Formation of primary fluid inclusions under influence of the hydrodynamic environment

When crystals grow under convection conditions, the hydrodynamic environment can promote the formation of inclusions in the rear side of the crystals, downstream in relation to the fluid flow. An experimental study of this mechanism of fluid trapping is presented, and the conditions under which hydrodynamics influences growth behaviour are discussed. Crystal growth experiments have been carried out with aqueous solutions in a convection system under controlled conditions of temperature, solution velocity V (sub s) and supersaturation sigma (sub infinity) . Growth rates of {011} faces of ADP crystals have been measured for different orientations, in relation to the solution flow and for different values of sigma (sub infinity) and V (sub s) . It is concluded that hydrodynamics can produce an anisotropy in the contribution of material to crystallographically equivalent faces. At low solution velocities and moderate supersaturation, the growth rate depends on the flow "impact" angle. In contrast, at high solution velocities (V (sub s) > 3 cm.s (super -1) for sigma (sub infinity) = 2.45 %) the hydrodynamic configuration has no influence on the growth kinetics. Hydrodynamics can also play an important role in the formation of fluid inclusions during crystal growth.

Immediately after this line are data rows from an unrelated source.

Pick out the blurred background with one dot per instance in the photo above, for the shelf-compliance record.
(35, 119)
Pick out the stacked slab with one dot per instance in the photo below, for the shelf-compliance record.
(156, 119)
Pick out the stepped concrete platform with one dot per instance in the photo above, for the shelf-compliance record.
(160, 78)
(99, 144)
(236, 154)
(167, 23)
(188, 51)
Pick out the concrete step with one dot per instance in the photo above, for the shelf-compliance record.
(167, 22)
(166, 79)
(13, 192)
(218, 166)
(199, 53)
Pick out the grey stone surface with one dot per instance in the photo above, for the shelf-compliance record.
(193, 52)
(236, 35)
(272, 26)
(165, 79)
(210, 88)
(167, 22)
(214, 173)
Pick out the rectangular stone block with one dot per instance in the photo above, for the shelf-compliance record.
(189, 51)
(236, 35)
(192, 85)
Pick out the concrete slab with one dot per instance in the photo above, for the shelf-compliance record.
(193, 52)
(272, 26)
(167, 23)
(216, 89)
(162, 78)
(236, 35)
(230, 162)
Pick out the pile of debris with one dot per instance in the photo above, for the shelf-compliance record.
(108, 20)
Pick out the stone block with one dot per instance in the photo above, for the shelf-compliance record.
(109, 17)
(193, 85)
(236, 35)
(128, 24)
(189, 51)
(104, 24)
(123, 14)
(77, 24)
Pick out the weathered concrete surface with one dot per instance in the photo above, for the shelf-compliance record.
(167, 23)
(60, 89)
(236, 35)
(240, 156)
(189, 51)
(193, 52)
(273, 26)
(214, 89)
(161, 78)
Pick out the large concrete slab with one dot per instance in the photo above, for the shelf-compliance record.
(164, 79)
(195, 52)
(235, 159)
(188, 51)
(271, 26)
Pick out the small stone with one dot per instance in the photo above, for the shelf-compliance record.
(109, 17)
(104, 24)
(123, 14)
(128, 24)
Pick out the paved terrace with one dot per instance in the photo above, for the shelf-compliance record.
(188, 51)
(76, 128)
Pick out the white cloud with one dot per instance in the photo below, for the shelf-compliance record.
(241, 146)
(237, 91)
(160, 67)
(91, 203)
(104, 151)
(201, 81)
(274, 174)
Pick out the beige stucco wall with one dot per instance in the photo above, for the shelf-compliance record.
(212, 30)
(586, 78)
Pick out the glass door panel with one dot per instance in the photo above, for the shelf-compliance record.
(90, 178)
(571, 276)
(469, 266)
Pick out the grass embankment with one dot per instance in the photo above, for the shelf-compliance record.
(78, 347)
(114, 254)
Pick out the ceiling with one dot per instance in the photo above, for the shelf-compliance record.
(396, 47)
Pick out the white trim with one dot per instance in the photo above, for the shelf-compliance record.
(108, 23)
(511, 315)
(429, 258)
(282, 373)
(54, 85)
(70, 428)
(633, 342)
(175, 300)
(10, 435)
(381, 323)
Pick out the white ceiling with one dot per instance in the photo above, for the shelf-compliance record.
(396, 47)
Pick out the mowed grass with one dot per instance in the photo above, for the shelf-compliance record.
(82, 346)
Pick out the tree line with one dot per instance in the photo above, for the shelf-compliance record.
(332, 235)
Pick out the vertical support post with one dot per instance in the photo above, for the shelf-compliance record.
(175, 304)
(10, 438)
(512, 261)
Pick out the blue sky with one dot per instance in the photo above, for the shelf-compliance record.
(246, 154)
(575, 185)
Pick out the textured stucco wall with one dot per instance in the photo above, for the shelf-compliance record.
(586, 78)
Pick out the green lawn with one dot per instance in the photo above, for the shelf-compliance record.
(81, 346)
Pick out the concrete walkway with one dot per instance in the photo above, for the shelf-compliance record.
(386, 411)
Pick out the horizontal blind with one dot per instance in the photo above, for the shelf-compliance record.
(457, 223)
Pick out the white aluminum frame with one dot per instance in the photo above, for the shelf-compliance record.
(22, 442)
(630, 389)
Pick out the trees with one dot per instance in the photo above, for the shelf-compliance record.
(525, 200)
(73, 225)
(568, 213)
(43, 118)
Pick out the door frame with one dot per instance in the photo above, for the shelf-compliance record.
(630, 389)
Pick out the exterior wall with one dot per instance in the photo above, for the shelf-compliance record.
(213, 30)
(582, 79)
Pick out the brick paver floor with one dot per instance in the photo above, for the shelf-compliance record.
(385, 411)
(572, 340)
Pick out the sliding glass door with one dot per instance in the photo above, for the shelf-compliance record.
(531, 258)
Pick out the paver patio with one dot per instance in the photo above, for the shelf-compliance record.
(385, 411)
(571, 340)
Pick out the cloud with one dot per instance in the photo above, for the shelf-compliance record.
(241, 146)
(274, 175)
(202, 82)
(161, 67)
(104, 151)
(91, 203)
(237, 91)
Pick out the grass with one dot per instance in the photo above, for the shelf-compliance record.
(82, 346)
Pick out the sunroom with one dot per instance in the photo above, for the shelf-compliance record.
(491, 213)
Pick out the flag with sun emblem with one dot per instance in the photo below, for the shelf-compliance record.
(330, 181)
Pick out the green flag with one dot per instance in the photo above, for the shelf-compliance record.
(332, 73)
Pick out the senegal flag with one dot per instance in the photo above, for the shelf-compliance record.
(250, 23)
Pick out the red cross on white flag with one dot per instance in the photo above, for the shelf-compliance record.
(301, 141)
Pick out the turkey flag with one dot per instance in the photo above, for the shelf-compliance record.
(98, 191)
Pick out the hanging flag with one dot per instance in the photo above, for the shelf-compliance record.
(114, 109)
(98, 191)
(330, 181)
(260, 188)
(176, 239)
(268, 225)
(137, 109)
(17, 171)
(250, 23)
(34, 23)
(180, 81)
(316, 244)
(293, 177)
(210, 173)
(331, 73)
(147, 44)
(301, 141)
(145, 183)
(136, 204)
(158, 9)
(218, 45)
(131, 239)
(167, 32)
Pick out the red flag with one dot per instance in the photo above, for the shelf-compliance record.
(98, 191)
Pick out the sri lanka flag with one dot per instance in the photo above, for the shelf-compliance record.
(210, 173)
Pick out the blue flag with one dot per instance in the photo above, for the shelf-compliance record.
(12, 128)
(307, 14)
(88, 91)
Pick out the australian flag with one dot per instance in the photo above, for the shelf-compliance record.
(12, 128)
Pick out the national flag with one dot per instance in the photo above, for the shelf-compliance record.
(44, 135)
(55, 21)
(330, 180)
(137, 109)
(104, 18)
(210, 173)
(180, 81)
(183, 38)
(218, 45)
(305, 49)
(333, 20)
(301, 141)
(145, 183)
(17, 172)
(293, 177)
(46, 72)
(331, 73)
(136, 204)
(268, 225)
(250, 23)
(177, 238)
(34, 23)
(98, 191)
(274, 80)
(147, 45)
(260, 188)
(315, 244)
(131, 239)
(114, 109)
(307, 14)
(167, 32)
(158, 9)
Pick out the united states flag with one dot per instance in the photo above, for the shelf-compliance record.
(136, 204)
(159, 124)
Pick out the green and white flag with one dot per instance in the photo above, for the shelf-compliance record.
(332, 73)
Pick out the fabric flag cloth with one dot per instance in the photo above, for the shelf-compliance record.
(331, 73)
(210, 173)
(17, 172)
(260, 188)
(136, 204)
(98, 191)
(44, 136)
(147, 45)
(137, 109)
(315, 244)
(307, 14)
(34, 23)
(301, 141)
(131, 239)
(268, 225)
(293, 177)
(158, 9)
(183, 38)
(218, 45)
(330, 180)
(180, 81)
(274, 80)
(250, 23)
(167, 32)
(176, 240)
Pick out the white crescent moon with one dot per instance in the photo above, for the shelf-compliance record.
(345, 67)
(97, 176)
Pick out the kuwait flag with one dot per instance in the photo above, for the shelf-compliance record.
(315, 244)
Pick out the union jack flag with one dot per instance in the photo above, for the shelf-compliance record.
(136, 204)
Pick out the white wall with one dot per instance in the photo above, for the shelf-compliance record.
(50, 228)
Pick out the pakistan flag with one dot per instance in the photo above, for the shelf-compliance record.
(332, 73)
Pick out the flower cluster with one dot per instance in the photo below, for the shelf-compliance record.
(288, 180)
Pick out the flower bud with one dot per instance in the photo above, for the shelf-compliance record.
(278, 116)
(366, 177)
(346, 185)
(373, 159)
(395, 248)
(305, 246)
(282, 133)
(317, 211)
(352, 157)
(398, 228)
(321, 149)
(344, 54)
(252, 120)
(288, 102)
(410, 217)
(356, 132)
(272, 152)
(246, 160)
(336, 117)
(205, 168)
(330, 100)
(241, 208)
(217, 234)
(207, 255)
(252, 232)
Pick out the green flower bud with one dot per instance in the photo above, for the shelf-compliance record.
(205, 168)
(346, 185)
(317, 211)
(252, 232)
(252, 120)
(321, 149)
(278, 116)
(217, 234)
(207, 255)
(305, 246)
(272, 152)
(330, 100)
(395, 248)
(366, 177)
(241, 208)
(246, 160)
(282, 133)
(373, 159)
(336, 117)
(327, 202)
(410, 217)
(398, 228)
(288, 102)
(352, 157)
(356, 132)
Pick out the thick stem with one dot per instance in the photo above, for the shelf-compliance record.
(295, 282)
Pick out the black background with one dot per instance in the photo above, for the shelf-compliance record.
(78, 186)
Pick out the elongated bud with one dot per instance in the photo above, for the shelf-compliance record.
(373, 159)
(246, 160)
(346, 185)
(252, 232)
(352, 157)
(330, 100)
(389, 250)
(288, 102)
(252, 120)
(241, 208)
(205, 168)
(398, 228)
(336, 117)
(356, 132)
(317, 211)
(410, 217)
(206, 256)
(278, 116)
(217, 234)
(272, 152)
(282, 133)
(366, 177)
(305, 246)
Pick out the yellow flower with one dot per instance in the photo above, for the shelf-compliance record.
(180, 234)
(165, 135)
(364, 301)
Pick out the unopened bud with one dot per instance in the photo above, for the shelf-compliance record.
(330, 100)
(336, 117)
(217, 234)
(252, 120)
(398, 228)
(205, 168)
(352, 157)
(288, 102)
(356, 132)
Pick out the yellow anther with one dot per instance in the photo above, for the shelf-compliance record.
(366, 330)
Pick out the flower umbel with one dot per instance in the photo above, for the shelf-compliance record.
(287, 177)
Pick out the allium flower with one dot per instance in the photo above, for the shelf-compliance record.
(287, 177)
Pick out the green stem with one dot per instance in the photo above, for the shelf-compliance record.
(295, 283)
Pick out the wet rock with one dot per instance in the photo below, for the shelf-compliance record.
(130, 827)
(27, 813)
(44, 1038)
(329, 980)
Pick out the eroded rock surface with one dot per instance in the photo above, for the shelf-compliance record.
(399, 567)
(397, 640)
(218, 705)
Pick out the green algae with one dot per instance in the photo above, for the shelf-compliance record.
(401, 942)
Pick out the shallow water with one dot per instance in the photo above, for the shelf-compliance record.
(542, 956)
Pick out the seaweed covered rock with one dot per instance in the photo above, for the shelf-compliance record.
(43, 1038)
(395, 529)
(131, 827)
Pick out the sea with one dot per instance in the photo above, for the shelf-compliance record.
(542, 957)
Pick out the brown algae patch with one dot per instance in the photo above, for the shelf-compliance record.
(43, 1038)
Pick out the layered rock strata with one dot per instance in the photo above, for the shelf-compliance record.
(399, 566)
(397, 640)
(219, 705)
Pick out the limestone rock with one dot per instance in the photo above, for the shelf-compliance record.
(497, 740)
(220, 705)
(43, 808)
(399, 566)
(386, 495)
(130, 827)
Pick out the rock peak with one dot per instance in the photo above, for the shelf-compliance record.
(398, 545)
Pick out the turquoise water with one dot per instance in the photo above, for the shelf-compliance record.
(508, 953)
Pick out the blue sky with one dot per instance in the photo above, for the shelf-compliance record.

However, this effect only occurs at low solution velocities, when the growth kinetics is controlled by the hydrodynamic configuration. Crystals grown at low solution velocities (V (sub s) < 3 cm.s (super -1) for sigma (sub infinity) = 2.45 %) show large fluid inclusions in the rear zone. At high solution velocities the mass-transfer is high enough to avoid the hydrodynamic control of growth, and no inclusions are generated by this mechanism.